The United Nations Special Rapporteur on the rights of Indigenous Peoples, José Francisco Calí Tzay, has released his report on his Visit to Canada.
On page 13 of that report, he writes:
- In Canada, Indigenous Peoples are taking up the fight for climate justice by opposing the construction of TC Energy’s Coastal GasLink pipeline and the Federal Government-run Trans Mountain pipeline, projects approved without the consent of all affected Indigenous Peoples. TC Energy signed benefit agreements with band councils along the pipeline route but did not obtain the consent of hereditary chiefs who assert jurisdiction off reserve. The use of injunctions and exclusion zones around worksites have led to the criminalization of Indigenous opposition to the pipeline. Despite letters from the Committee on the Elimination of Racial Discrimination, in which the Committee urged Canada to cease forced evictions of Wet’suwet’en people from their lands, the federal police (under contract with the government of British Columbia) conducted a series of raids using tactical officers, helicopters, assault rifles and police dogs to arrest 74 Wet’suwet’en land rights defenders. Nineteen Indigenous defenders were charged with criminal contempt for violating an injunction prohibiting entry to the pipeline construction site on the community’s unceded, ancestral territory. Five pleaded guilty, the remaining land defenders will face trial later this year and could be sentenced to prison.
On page 20, he says Canada should:
(i) Suspend large-scale mining and other business activities in the Ring of Fire region and cease construction or operation of the Coastal GasLink, Trans Mountain and Line 5 pipelines, until the free, prior and informed consent of the Indigenous Peoples affected is secured;
(k) Halt the criminalization of Indigenous human rights defenders peacefully defending their lands and resources from extractive industries and other business actors.
In his End of Mission Statement, released on March 10 of this year when he was in Ottawa, Cali Tzay also wrote (on page 9):
“During my visit, I was informed that a large number of megaprojects in Indigenous territories proceed without good faith consultation and in the absence of obtaining Indigenous Peoples’ free, prior and informed consent as, in the case of Trans Mountain Pipeline.
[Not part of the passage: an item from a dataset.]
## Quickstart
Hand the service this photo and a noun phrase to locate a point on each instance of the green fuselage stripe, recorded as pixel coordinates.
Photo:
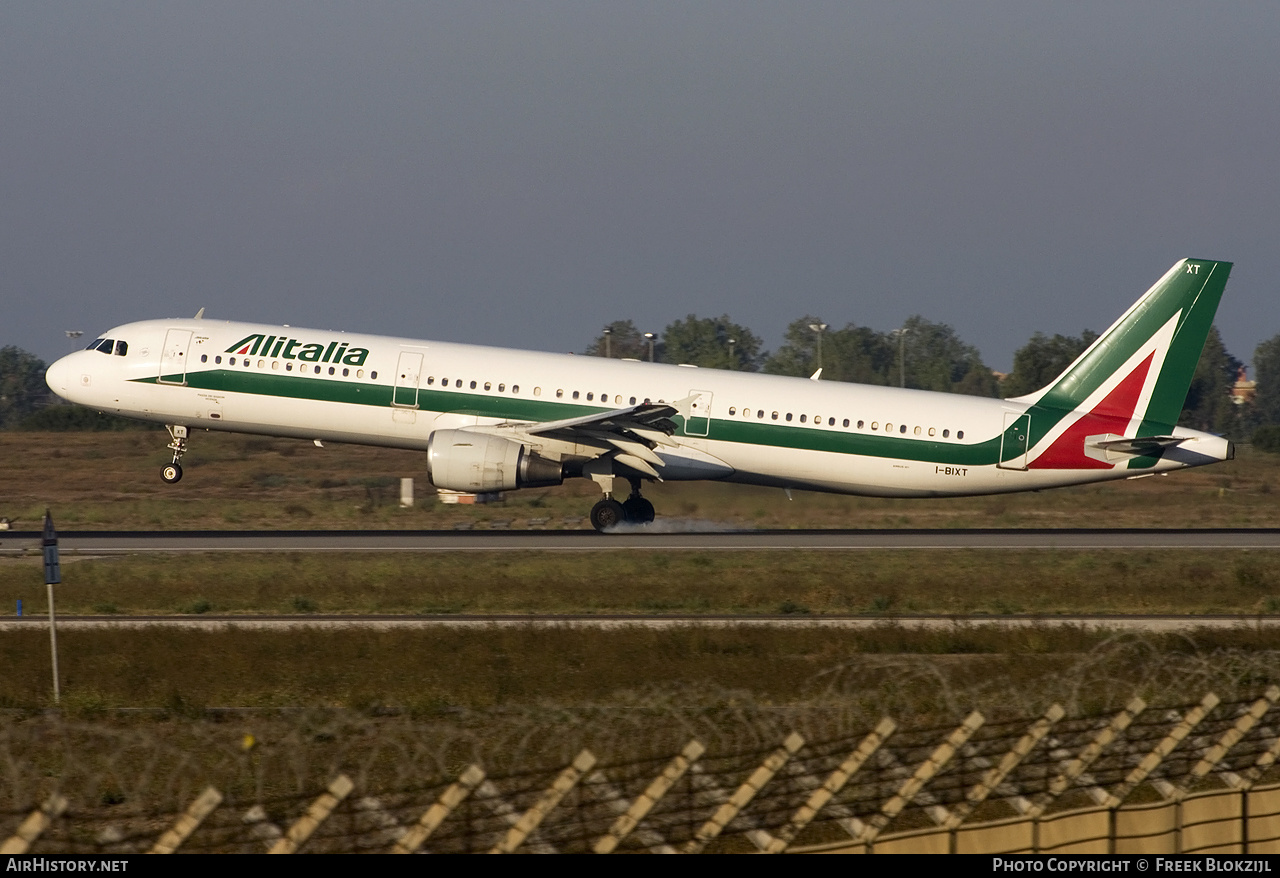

I am also concerned about the ongoing militarization of Indigenous lands and the criminalization of Indigenous human rights defenders resisting the Trans Mountain and Coastal GasLink pipelines in British Columbia. I urge the Government of Canada to end these violations and to adopt adequate measures to guarantee Indigenous Peoples’ right to consultation and free, prior and informed consent, and their rights to lands, territories and resources.”
Cali Tzay will be at the 54th Session of the UN Human Rights Council in Geneva, Switzerland on September 28.